As he walked away, I continued watching the projection on the wall. I watched each of the three men as they prepared pizza after pizza. The man closest to the camera was pressing out the dough. He wasn’t pressing them into large circles, as I had seen other people do in the past, but he was doing two passes, in a straight line, across the pizza. Then, he’d briefly move the dough back and forth over his clinched fists before passing off the dough to the next person in the line. The next person would briefly stretch the dough a little more before applying the toppings and spreading out the pizza on the paddle, which the third man was holding.  Then, the third man would slide the pizza into the roaring oven before pulling out the previous pizza. I watched, mesmerized, lost in thought, until Daniel came back with my bruschetta.

The bruschetta was colorful, but unassuming. A small piece of toast with bright red tomatoes, minced basil, and olive oil. The flavor was intense, and the tomatoes tasted unlike any tomato I had ever had. They were incredibly sweet yet acidic. And the olive oil only elevated the flavors, but could also easily stand on its own. (I would later find out that the olive oil was made from locally grown olives and that you could only buy it in local shops.)

I finished the bruschetta, and moments later, Daniel brought me my pizza.

My first imoression was, “that looks smaller than I was expecting.” The first bite immediately erased any negatives I perceived in the pizza. The cheese and tomato were perfectly balanced, with the fresh tomatoes gently bursting in my mouth over the smoothness of the cheese and the slight smokiness of the sun dried tomatoes. The crust, that I had watch the assembly line quickly press out and dress, was somehow softer than any other pizza I had ever had. And although the crust was thicker than all the pizza I had had in Italy, it was still somehow lighter than all the pizza I had had.

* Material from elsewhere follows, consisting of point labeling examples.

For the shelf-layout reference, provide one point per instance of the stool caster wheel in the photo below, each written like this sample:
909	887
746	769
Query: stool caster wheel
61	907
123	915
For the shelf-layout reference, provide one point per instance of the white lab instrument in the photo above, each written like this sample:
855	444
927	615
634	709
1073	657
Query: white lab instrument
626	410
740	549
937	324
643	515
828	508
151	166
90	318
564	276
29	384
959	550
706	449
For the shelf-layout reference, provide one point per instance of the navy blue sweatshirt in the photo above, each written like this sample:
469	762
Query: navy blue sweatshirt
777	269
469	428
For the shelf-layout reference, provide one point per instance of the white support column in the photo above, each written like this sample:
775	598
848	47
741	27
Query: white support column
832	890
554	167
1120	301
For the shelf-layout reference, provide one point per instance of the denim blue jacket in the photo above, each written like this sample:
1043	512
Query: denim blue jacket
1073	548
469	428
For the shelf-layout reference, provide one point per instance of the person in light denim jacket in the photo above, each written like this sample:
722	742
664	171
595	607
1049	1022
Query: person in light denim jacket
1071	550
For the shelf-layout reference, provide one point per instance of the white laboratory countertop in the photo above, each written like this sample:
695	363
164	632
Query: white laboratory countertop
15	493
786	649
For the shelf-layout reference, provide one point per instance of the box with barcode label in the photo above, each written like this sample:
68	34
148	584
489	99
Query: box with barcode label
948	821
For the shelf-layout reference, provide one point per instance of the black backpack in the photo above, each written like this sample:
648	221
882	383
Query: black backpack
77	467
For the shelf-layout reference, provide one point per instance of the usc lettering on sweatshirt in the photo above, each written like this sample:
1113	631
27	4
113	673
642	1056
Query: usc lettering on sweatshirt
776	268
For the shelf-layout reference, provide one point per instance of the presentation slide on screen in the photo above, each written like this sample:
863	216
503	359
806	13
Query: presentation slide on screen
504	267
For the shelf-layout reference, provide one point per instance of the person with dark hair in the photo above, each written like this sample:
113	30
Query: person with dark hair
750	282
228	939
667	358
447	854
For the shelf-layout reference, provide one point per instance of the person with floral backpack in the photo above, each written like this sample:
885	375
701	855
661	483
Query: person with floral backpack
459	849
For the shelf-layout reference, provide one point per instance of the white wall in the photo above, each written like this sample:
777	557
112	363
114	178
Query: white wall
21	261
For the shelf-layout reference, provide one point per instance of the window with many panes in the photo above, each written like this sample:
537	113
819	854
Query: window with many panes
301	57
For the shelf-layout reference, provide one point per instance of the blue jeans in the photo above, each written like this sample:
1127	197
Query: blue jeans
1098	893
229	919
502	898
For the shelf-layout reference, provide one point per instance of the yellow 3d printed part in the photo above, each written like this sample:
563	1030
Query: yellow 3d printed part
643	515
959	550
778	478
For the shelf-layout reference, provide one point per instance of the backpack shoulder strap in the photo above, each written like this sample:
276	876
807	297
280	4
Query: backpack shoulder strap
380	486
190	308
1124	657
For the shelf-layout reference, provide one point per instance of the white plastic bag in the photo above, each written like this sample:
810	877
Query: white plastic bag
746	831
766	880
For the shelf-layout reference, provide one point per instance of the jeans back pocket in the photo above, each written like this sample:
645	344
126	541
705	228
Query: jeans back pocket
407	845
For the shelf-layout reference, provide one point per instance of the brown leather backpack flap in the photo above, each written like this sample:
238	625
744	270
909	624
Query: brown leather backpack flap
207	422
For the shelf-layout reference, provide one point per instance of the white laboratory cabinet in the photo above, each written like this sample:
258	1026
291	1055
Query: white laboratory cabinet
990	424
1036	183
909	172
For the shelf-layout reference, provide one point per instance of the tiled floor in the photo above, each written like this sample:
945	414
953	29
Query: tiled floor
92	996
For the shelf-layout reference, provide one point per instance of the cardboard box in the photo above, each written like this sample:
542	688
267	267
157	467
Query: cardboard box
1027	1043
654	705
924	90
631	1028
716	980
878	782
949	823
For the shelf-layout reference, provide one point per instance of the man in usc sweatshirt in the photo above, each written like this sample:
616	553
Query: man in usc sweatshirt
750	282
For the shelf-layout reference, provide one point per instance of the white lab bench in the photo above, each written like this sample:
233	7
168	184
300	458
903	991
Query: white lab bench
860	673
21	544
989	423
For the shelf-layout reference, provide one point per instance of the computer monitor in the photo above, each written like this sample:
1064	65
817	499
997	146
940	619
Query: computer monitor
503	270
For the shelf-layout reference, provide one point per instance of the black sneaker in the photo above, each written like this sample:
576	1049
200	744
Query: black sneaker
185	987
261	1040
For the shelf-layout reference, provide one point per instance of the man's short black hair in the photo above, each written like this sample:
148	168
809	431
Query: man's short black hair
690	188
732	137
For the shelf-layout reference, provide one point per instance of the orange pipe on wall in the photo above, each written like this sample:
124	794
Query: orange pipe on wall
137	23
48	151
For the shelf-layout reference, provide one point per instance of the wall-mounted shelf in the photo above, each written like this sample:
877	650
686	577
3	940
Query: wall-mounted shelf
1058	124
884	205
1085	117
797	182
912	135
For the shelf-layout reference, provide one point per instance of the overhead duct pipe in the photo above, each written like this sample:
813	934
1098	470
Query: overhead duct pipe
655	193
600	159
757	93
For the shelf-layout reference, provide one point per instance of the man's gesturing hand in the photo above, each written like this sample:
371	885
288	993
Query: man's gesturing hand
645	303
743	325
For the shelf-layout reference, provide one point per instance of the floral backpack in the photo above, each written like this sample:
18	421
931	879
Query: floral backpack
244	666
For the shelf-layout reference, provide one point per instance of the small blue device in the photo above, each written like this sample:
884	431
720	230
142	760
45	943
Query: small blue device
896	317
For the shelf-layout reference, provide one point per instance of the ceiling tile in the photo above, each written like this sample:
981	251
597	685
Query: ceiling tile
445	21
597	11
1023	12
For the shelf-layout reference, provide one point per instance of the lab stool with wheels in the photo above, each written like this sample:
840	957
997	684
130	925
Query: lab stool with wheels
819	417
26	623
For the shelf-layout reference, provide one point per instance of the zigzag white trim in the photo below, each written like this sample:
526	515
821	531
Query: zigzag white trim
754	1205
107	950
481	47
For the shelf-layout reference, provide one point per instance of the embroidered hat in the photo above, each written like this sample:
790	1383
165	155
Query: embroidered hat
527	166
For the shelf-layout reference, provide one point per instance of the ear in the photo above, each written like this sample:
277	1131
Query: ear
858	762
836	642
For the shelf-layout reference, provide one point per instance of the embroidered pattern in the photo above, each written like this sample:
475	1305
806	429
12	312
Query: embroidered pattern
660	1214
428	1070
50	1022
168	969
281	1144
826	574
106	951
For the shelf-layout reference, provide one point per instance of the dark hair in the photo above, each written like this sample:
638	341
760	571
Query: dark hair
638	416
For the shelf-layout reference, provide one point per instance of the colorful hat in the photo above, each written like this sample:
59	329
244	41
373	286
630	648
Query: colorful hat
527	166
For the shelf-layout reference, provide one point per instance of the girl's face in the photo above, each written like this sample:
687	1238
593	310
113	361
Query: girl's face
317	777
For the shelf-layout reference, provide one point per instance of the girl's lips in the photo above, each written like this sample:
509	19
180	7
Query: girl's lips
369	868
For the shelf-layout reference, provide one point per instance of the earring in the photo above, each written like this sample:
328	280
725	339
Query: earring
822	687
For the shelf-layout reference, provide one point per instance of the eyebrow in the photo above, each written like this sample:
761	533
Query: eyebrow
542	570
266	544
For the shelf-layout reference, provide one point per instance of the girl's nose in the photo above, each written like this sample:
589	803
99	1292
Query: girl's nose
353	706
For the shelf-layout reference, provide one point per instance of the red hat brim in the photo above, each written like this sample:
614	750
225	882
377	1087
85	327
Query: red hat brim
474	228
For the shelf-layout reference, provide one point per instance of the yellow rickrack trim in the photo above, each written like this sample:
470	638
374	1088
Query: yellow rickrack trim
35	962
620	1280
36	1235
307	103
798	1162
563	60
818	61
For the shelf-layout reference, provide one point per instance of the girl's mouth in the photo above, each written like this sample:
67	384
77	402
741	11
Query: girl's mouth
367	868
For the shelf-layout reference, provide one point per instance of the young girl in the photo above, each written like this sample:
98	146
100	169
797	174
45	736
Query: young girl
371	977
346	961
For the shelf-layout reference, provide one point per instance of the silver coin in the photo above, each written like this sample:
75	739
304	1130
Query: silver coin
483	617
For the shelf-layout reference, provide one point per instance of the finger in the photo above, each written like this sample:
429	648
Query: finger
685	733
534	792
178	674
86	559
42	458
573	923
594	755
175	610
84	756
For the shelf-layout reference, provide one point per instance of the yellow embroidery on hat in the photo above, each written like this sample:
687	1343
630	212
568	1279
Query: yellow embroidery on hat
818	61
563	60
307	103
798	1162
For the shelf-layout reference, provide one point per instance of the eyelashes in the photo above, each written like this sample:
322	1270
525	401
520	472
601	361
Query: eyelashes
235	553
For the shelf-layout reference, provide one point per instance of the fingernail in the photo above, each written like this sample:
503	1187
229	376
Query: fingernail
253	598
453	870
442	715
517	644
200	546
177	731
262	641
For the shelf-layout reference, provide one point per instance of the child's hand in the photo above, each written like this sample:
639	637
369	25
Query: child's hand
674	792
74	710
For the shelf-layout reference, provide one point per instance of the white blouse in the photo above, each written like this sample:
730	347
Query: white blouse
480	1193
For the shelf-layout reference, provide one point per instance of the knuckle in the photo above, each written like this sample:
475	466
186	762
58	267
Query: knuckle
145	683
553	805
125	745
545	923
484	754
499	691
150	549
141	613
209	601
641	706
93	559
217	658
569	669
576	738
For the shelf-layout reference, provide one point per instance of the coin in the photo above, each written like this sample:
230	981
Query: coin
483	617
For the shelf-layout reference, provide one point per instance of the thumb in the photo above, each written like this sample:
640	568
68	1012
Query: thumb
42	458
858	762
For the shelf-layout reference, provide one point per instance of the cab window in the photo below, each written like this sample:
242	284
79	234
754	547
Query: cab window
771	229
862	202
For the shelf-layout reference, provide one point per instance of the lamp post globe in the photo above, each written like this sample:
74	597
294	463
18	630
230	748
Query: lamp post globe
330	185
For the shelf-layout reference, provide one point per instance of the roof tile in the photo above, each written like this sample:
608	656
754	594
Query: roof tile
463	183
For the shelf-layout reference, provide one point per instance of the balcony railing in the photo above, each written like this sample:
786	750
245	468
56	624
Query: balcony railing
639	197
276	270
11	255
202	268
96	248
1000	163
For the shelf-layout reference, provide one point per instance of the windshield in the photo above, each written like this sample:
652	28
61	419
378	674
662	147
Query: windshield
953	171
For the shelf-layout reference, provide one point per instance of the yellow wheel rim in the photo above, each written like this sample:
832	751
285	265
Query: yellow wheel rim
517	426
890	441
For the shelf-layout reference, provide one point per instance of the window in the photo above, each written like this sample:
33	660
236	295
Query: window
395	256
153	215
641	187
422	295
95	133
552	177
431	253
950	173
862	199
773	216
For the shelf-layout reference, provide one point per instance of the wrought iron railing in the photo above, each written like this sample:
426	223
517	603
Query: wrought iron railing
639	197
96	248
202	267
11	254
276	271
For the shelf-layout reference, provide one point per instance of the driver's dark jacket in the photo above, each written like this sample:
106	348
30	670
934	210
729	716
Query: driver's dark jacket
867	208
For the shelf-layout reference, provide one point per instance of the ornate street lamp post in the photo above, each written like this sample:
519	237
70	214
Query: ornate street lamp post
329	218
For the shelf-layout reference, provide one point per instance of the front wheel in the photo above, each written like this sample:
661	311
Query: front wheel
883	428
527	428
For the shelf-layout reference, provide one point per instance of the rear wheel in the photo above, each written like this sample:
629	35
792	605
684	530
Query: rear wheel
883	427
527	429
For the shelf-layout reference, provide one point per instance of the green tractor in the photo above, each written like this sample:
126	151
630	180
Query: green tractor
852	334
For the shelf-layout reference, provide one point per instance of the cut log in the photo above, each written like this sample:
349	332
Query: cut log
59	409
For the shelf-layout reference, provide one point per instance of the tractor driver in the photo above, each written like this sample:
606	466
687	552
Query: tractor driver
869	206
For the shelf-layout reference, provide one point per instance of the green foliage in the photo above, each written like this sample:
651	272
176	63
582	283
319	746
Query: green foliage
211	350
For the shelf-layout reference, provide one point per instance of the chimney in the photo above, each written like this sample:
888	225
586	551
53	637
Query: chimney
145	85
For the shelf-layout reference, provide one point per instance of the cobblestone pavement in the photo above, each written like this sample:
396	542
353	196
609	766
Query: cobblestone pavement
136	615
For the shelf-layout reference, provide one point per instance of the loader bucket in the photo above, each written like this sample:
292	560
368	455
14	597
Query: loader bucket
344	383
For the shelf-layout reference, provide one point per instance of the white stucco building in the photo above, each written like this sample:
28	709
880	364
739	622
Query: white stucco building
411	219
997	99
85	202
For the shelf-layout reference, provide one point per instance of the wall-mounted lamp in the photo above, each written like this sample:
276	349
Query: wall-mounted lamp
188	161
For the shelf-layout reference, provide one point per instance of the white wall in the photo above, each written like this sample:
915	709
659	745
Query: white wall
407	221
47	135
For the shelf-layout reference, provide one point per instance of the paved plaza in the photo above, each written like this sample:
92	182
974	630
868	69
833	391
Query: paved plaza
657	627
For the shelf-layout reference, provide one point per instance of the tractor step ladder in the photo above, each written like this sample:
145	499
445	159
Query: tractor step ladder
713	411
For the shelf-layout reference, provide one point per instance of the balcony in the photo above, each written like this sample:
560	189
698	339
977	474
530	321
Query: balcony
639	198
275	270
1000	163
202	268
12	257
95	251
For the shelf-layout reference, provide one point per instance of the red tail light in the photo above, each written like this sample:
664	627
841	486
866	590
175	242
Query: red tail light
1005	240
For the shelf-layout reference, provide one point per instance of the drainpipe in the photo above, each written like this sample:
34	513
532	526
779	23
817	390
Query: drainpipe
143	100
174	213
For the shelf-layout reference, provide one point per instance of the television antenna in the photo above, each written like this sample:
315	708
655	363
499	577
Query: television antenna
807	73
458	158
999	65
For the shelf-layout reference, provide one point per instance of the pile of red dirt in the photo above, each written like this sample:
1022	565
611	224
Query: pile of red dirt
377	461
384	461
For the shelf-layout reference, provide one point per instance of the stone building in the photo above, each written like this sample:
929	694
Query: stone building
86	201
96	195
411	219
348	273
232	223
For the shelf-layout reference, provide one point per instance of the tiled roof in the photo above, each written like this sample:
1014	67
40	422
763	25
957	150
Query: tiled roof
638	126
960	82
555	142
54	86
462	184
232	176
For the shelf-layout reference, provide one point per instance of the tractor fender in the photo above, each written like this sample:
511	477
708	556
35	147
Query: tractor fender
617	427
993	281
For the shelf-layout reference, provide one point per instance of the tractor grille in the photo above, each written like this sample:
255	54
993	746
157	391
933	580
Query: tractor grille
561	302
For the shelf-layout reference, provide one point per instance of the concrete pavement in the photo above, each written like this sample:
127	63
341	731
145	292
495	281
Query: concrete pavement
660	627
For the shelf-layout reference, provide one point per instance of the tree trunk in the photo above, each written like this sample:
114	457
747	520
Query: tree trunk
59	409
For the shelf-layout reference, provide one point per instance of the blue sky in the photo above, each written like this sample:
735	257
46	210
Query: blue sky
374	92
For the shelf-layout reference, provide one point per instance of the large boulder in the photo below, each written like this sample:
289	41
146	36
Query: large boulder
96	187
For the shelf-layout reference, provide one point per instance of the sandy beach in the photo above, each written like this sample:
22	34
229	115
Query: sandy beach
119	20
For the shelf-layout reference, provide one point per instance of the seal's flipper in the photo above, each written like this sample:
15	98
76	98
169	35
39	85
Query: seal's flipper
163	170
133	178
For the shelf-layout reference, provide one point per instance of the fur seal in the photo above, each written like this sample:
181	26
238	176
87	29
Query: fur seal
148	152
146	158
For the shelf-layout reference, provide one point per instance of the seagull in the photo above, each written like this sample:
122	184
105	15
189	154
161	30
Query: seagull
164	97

After I finished half the pizza, I knew I had to come back a second night and try another pizza.

After I finished my pizza, Daniel brought me the bill and told me I could pay it up front, near the door. I thanked him, forgetting about the promise of meeting Franco Pepe, and made my way to the front desk to pay my bill and make a reservation for the next night.

It wasn’t until I got back to my room at the bed and breakfast that I realized I missed out on connecting with Franco Pepe and made a mental note to not forget again.